The High Court of Justice established by the Act consisted of 135 Commissioners but only 68 ever sat in judgement (all firm Parliamentarians); the prosecution was led by Solicitor General John Cooke. Charles's trial on charges of high treason and "other high crimes" began on 20 January 1649, but Charles refused to enter a plea, claiming that no court had jurisdiction over a monarch. He believed that his own authority to rule had been given to him by God and by the traditions and laws of England when he was crowned and anointed, and that the power wielded by those trying him was simply that of force of arms. Charles insisted that the trial was illegal, explaining, "Then for the law of this land, I am no less confident, that no learned lawyer will affirm that an impeachment can lie against the King, they all going in his name: and one of their maxims is, that the King can do no wrong." When urged to enter a plea, he stated his objection with the words: "I would know by what power I am called hither, by what lawful authority...?" The court, by contrast, proposed an interpretation of the law that legitimised the trial, which was founded on

"...the fundamental proposition that the King of England was not a person, but an office whose every occupant was entrusted with a limited power to govern 'by and according to the laws of the land and not otherwise'."

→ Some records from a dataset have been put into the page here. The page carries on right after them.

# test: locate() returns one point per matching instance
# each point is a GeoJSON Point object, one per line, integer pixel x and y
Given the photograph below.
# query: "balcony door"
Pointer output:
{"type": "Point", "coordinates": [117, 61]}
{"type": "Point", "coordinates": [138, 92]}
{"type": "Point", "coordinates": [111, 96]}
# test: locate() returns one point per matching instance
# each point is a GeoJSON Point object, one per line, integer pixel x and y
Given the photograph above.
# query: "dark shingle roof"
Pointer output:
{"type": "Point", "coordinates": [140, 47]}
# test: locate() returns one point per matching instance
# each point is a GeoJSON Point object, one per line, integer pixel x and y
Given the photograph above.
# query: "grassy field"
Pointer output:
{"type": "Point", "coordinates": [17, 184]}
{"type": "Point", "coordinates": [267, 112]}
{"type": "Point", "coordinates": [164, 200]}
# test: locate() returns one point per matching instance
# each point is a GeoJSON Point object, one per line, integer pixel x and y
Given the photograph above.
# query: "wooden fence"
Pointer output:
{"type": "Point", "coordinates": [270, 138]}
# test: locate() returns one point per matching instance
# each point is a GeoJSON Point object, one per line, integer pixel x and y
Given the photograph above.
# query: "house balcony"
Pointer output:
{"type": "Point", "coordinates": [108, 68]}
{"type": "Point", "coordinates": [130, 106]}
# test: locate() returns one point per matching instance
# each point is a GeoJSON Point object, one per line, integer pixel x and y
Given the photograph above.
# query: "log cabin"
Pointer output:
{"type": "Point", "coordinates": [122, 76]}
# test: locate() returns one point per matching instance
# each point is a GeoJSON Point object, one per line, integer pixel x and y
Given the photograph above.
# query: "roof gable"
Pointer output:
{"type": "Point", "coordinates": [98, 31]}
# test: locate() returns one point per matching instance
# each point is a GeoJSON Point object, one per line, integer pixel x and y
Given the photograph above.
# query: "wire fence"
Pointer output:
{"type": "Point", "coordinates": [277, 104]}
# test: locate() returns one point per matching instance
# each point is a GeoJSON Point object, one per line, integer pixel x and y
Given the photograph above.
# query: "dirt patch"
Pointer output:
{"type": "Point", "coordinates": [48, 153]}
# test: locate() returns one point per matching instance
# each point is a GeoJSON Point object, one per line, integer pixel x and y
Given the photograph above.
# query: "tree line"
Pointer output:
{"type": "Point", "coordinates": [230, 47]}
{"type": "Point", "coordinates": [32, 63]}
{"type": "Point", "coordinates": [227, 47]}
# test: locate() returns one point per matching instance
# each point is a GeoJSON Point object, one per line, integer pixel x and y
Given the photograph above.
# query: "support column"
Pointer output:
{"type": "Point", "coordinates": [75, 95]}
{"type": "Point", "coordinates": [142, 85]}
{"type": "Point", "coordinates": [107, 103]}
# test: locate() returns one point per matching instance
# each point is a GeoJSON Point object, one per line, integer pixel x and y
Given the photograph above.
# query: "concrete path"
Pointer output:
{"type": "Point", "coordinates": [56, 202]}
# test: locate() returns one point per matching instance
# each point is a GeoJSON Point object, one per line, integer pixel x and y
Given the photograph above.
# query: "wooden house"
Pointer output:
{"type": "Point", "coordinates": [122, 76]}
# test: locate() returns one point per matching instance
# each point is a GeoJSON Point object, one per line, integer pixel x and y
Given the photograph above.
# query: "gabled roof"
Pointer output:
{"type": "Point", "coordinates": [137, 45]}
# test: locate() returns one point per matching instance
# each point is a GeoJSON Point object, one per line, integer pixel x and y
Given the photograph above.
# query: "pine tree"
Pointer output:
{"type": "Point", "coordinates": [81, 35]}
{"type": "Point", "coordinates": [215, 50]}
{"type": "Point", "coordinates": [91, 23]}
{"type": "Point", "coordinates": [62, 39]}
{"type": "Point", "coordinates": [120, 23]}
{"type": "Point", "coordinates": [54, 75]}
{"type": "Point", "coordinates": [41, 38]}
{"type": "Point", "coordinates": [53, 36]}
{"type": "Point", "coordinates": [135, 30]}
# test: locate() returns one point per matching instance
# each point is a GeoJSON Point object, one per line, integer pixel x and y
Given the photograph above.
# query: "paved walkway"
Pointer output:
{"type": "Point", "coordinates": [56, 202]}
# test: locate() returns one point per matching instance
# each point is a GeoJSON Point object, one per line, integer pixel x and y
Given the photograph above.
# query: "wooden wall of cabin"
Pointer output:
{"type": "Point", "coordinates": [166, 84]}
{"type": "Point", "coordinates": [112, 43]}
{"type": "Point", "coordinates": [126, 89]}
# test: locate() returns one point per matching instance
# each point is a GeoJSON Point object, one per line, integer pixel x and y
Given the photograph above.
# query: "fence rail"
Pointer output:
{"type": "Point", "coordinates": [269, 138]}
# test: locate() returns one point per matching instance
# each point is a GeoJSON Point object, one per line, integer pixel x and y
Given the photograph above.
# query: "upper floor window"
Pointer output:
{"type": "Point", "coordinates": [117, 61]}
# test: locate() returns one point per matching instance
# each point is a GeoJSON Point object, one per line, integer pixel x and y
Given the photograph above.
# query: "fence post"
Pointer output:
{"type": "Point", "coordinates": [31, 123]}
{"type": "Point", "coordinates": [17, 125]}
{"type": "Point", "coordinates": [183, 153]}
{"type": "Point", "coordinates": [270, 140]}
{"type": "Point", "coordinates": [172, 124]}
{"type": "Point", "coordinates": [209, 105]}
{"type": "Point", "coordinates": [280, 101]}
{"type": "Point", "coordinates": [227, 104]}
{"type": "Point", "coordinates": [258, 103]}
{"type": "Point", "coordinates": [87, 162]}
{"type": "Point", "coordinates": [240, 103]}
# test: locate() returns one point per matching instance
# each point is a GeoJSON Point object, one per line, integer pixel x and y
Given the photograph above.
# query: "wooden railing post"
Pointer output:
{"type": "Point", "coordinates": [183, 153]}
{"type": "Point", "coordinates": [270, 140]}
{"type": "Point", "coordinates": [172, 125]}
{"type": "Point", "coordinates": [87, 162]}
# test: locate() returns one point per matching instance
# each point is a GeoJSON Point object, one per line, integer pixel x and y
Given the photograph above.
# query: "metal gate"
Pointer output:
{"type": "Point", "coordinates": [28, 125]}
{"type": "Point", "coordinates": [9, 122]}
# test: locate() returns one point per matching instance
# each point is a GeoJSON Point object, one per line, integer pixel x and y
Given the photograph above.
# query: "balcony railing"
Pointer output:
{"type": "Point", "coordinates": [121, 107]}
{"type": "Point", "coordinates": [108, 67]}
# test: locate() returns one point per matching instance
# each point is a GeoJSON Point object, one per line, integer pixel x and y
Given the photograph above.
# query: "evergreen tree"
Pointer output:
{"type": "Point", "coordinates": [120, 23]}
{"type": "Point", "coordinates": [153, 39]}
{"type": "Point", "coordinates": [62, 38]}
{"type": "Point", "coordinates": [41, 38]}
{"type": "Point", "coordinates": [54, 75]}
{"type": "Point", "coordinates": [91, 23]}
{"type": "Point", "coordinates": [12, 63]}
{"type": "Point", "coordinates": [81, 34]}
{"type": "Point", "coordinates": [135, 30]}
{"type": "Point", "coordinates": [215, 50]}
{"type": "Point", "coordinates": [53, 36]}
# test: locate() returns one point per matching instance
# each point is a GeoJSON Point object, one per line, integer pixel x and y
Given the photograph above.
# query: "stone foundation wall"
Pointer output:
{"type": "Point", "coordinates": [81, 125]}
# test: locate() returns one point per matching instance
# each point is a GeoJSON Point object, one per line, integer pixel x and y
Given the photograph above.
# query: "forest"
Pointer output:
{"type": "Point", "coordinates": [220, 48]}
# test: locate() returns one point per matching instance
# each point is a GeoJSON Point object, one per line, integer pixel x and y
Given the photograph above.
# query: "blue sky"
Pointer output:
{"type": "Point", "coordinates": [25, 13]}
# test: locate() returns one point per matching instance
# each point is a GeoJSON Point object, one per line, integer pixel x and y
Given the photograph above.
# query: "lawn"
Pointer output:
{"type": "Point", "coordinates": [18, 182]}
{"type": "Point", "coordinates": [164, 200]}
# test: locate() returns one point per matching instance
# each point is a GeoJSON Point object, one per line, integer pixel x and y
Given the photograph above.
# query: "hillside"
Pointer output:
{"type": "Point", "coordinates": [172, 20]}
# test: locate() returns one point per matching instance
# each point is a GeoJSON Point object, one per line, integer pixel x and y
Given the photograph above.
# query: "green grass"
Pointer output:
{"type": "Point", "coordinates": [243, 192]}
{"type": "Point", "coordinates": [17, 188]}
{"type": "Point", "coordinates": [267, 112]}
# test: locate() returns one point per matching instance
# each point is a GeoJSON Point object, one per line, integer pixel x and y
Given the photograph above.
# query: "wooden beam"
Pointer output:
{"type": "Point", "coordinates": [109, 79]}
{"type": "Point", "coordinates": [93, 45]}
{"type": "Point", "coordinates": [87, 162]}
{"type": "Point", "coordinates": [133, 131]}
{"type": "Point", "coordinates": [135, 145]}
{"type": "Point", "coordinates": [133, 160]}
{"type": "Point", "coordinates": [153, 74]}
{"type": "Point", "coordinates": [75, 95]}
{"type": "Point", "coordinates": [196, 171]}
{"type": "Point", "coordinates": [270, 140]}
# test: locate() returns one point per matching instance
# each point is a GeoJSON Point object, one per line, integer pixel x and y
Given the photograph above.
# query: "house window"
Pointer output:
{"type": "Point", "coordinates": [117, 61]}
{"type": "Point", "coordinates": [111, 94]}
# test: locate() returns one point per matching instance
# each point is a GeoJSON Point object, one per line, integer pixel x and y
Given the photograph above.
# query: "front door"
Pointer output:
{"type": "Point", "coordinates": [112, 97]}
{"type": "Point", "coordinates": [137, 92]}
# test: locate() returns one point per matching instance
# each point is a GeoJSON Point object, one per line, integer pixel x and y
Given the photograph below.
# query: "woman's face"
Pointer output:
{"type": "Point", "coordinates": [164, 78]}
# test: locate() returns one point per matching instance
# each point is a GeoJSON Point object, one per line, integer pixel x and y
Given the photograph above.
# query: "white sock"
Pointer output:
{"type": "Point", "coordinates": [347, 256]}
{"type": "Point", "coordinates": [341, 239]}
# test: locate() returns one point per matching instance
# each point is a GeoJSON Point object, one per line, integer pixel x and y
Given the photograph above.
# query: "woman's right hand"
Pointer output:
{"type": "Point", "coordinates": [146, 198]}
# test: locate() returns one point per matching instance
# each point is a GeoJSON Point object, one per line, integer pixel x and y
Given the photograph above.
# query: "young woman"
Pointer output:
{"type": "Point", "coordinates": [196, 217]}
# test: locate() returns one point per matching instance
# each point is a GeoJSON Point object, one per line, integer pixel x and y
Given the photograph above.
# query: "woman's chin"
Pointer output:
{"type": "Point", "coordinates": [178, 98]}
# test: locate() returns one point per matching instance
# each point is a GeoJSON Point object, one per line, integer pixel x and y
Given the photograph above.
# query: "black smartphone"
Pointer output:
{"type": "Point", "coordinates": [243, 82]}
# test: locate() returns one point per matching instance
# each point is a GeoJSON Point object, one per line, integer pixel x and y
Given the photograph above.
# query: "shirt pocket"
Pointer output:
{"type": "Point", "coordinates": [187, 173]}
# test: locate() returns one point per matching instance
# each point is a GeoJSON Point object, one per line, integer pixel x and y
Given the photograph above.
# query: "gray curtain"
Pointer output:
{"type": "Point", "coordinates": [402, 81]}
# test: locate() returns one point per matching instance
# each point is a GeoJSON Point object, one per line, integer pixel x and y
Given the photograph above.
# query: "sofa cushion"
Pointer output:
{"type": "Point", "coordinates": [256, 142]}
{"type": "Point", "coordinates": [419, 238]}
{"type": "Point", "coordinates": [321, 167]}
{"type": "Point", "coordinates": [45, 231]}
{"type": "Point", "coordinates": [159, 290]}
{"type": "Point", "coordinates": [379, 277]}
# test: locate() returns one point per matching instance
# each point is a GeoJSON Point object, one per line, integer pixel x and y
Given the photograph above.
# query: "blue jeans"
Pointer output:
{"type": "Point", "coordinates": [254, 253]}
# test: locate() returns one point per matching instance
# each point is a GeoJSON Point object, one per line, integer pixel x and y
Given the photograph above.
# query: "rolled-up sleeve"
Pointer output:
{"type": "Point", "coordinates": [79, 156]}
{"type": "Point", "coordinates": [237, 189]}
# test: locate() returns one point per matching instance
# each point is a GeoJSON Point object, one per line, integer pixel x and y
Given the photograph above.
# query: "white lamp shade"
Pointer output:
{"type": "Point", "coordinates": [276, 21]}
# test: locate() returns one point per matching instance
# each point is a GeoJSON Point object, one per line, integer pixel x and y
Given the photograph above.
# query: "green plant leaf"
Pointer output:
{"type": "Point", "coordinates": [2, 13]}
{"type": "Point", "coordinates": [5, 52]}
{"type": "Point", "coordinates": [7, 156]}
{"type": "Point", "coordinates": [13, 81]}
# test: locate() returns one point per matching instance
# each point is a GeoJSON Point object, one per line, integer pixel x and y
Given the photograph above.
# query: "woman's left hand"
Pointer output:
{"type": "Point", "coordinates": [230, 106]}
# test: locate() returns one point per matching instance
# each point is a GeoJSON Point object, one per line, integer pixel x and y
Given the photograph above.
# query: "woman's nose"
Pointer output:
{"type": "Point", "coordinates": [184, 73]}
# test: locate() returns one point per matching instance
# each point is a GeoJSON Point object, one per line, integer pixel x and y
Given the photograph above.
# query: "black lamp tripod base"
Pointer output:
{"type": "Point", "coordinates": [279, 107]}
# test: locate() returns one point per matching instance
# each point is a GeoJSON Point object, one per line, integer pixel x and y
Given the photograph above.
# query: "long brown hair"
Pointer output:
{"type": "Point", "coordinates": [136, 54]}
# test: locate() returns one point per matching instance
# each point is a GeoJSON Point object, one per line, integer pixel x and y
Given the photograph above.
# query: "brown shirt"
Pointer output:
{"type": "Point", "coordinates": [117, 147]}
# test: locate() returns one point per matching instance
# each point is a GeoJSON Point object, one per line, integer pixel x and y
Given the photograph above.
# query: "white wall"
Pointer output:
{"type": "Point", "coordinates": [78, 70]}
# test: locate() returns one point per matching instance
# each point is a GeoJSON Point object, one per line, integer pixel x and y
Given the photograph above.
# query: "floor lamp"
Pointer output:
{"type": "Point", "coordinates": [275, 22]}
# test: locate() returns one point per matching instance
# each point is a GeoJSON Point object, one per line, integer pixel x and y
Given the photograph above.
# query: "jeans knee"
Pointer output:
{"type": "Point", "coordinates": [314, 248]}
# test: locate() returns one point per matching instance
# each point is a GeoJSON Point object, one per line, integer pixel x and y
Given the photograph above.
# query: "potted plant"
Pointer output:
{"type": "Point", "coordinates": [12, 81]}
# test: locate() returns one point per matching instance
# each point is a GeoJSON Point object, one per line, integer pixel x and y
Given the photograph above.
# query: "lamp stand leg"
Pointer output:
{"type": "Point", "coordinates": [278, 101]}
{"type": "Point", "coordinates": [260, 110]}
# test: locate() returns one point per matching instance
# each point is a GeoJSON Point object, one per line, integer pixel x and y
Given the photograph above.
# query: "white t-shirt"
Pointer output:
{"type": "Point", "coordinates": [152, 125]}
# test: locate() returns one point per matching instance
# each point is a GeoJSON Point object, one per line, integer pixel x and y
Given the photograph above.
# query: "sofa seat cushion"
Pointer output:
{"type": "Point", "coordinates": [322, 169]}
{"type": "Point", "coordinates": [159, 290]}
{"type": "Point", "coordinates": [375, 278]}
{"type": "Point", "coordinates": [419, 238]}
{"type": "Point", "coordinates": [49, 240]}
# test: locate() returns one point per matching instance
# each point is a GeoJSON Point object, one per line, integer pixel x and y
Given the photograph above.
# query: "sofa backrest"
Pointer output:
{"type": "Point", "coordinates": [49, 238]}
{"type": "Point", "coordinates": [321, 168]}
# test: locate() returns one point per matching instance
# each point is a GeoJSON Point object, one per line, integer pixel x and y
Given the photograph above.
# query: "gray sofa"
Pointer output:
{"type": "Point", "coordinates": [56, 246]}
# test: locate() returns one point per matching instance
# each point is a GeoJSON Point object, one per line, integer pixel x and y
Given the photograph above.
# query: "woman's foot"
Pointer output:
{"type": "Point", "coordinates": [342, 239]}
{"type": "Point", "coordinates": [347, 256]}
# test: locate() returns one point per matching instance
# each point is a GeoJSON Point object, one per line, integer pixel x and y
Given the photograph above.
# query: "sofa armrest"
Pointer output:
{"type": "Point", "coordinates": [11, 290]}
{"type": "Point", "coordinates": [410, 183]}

Over a period of a week, when Charles was asked to plead three times, he refused. It was then normal practice to take a refusal to plead as pro confesso: an admission of guilt, which meant that the prosecution could not call witnesses to its case. However, the trial did hear witnesses.

The King was declared guilty at a public session on Saturday 27 January 1649 and sentenced to death. Fifty-nine of the Commissioners signed Charles's death warrant.

After the ruling, he was led from St. James's Palace, where he was confined, to the Palace of Whitehall, where an execution scaffold had been erected in front of the Banqueting House.